Once you sort all that out, it’s time to create the training materials. You will have determined what needs to be created as part of the development you did earlier.  Assuming the half day, in person training scenario, your training materials may be as follows:

  • Facilitator guide/outline
  • Participant workbook/handouts
  • PowerPoint presentation
  • Piett welcome video


In many cases, the instructional designer is the one creating these materials using various tools. Sometimes, though, depending on the makeup of the team, there may be graphic designers, video editors and others who can assist. 


When everything is created and ready to go, the next phase would be the actual scheduling and delivery of the training.  Typically, there is a training coordinator or project manager who handles the scheduling/logistics with the delivery being handled by a trainer or facilitator.  This can vary widely depending on the company or department.  It could be that you are responsible for both designing and delivering the training. If you are only responsible for the instructional design part, then, the next step for you would be to observe the training. 


Training observation is very beneficial to the instructional designer.  This is where you get to see your vision come to life.  This can be very exciting and fulfilling when the class goes well and the learners have really embraced the training.  It can also be a bit of a bummer when the activity you thought would be so awesome totally bombs. 


Regardless of how well things go or how bad something flops, you always learn something that you can use to improve the training for next time.  For example, you might notice the stormtroopers giving each other some extra pointers on effective cleaning.  These might be ideas worth including in the training for next time.


A final step you may be involved with as the instructional designer is the evaluation of the training.  At a minimum, there is usually some kind of poll or list of questions given to the learners at the end of the training so they can give feedback.  Just like with observing the training, this feedback can help improve future training. 


That is one level of evaluation.  Again, depending on the company, situation, time, there may be further levels of evaluation.  For example, evaluation where the accuracy is actually measured out in the field might occur.  This would be VERY beneficial to show actual results of your training program.  It might even save you from a Force choke by a certain Sith Lord…

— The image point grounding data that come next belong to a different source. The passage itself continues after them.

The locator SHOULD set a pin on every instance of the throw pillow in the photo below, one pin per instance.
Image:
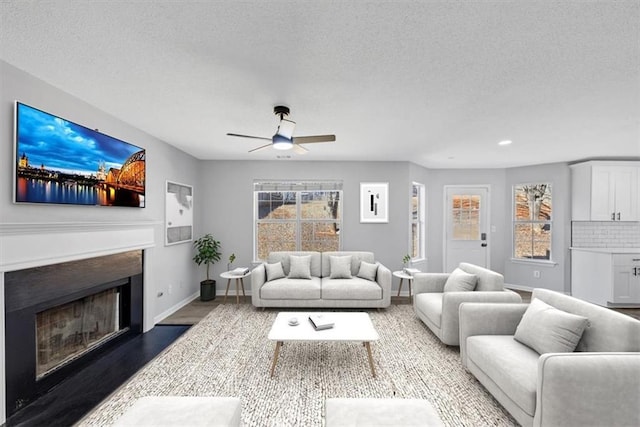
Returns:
(460, 281)
(340, 267)
(274, 271)
(368, 271)
(300, 267)
(548, 330)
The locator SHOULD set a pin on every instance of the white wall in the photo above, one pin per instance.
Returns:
(555, 276)
(170, 266)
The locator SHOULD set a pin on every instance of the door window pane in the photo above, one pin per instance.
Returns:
(466, 217)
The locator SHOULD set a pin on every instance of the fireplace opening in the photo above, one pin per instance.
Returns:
(61, 318)
(66, 332)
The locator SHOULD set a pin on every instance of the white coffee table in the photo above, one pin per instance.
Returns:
(349, 326)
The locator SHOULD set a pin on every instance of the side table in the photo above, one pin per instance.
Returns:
(239, 284)
(402, 276)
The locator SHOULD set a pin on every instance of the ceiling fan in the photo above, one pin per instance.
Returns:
(283, 139)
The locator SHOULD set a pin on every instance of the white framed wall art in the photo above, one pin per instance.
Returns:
(178, 213)
(374, 202)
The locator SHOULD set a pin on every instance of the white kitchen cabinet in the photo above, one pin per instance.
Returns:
(607, 277)
(605, 191)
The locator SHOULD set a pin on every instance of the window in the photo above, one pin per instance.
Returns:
(417, 221)
(532, 221)
(290, 216)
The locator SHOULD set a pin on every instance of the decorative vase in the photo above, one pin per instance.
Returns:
(207, 290)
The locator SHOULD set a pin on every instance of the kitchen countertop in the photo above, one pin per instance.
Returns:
(609, 250)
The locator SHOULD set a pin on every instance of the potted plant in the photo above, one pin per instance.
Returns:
(406, 260)
(207, 252)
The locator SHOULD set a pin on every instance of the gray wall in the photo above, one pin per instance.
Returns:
(172, 265)
(556, 275)
(225, 199)
(224, 203)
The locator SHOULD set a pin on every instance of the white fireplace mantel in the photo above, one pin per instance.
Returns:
(29, 245)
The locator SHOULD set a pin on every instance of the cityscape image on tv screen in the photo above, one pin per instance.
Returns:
(58, 161)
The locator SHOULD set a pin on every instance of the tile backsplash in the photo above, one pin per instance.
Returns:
(606, 234)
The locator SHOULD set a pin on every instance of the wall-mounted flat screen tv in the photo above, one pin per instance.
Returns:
(61, 162)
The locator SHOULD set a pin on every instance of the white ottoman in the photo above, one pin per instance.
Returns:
(182, 411)
(380, 412)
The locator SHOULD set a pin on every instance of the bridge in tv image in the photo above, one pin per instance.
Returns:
(124, 186)
(59, 161)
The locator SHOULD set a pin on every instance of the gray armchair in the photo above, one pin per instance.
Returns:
(598, 384)
(439, 309)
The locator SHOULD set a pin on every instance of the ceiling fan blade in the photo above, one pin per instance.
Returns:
(299, 149)
(260, 148)
(314, 138)
(249, 136)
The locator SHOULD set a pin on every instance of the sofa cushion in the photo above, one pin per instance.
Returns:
(549, 330)
(607, 330)
(340, 267)
(296, 289)
(513, 367)
(356, 258)
(350, 289)
(299, 267)
(488, 280)
(274, 271)
(460, 281)
(430, 304)
(283, 256)
(368, 271)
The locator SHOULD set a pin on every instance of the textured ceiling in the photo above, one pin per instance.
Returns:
(438, 83)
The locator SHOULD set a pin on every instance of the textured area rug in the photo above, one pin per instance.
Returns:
(228, 354)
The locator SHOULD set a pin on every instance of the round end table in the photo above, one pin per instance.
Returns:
(239, 284)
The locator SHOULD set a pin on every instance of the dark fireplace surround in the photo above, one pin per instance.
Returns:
(33, 290)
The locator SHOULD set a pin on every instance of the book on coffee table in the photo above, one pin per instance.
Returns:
(320, 321)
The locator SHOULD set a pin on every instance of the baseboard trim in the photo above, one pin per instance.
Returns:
(168, 312)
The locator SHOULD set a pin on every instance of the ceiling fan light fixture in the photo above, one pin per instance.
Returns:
(282, 143)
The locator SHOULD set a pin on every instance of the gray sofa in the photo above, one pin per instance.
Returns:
(598, 384)
(439, 309)
(320, 290)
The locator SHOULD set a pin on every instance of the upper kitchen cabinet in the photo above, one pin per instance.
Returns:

This is just one example of how a project might go for an instructional designer.  Other projects might involve building e-learning or training via webinar or maybe even using virtual reality.  There is endless variety which is why I love this field and why I encourage other creative types to check it out.


I hope this article helped your understanding of instructional design along with what an instructional designer does.  Do you have questions? Suggestions for other articles? Let me know in the Comments section!  Oh, and…May The Force Be With You!